There was no finding in regard to what items or demands were allowed or disallowed, although the sum awarded was nearly half less than the allowance by the probate court. The judgment entered is the ordinary judgment that the plaintiff recover, but it directs recovery of the “ estate ” of Bondie and also of Bouchard and Riopelle, the sureties in the bond for appeal.
There was evidence tending to show that during the period from 1860 to 1865 for which Bourassa claimed to have provided Bondie with board and clothing, the latter was an admitted member of his grandmother’s family and provided for in that character, and hence not liable to be charged by Bourassa for board and clothes. The court declined to allow this to be inquired into by the jury. The ruling was improper; but a more serious point is apparent here. If any liability arose from Bondie to Bourassa on account of the board and clothing from 1860 to 1865 it was a liability for a debt for necessaries and not a claim growing out of the relation of guardian and ward, which did not arise until several years later; and if it be admitted that under the doctrine of retainer it would be competent for a guardian to make the matter of a debt incurred to him by his ward before the guardianship a subject of adjustment on final accounting, it is nevertheless certain that Bourassa can derive no benefit from the principle.

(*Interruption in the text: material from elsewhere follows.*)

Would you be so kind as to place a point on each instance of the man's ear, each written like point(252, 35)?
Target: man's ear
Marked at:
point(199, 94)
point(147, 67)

The debt in question, in case there was any in Bourassa’s favor, was barred by the statute of limitations nearly two years before the guardianship, and the amount would more ' than cover the allowance by the jury. Further detail is needless. The nature of the proceeding to settle a guardian’s account has been entirely misconceived. The subject was very fully considered and explained in Gott v. Culp, 45 Mich. 265, and it is only necessary to direct attention to the opinion there given.
The proceeding in the circuit court must be reversed with costs and a new hearing allowed.